Gddc_total = hothouse_raw['Gddc_daily'] * hothouse_raw['Days_to_maturity']
hothouse_raw.insert(3, 'Gddc_total', Gddc_total)
hothouse_raw.head(10)

Unnamed: 0,Day_temp_c,Night_temp_c,Gddc_daily,Gddc_total,Days_to_maturity
0,18.5,20.6,8.45,618.54,73.2
1,21.1,15.4,7.15,607.75,85.0
2,21.1,17.8,8.35,667.165,79.9
3,21.1,20.6,9.75,625.95,64.2
4,24.7,14.0,8.25,645.975,78.3
5,24.5,15.0,8.65,543.22,62.8
6,24.5,17.9,10.1,609.03,60.3
7,24.7,20.7,11.6,671.64,57.9
8,27.9,15.4,10.55,731.115,69.3
9,27.9,20.8,13.25,755.25,57.0


Now we can add class labels and concatenate the data into one table:

In [4]:
field_raw['Label'] = 1
hothouse_raw['Label'] = 2

#TODO - Keep hothouse data later to crete synthetic weather reading - this is for demo only
hothouse_raw = hothouse_raw.drop(columns=['Day_temp_c','Night_temp_c', 'Gddc_daily'])
field_raw = field_raw.drop(columns=['Gddf_total'])

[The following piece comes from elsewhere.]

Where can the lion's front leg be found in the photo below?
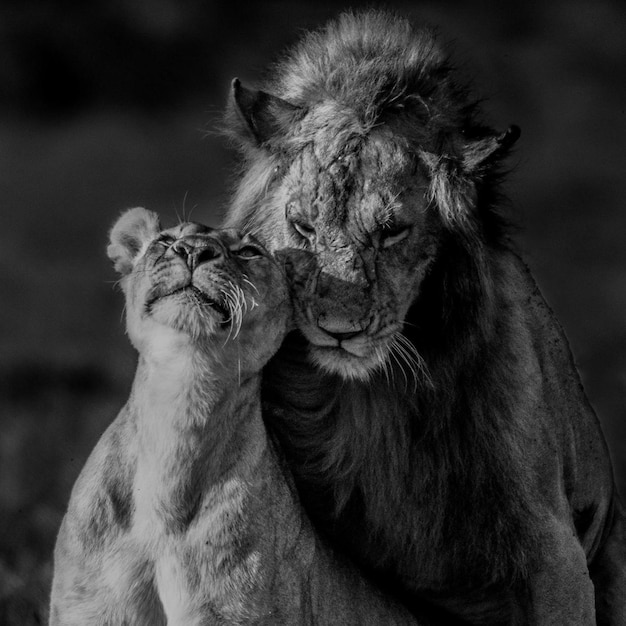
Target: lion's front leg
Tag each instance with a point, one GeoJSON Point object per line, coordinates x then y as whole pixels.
{"type": "Point", "coordinates": [560, 590]}
{"type": "Point", "coordinates": [608, 572]}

annuum_raw = pandas.concat([field_raw, hothouse_raw])
annuum_raw.to_csv('annuum_raw.csv',index=False)
annuum_raw.head(14)


Unnamed: 0,Gddc_total,Days_to_maturity,Label
0,1110.0,84.0,1
1,940.0,79.0,1
2,981.666667,73.0,1
3,934.444444,78.0,1
0,618.54,73.2,2
1,607.75,85.0,2
2,667.165,79.9,2
3,625.95,64.2,2
4,645.975,78.3,2
5,543.22,62.8,2


We can use the resulting file **annuum_raw.csv** for further preprocessing and training.

In the next step, we will pull the historical data for the field test and create synthetic weather data for the hothouse crop.

## Bibliography

[^1]: CROPtime by Oregon State University. https://smallfarms.oregonstate.edu/smallfarms/crops/croptime

[^2] Bakker, J. C. (1989). *The effects of temperature on flowering, fruit set and fruit development of glasshouse sweet pepper (Capsicum annuum L.)*. Journal of Horticultural Science, 64(3), 313-320.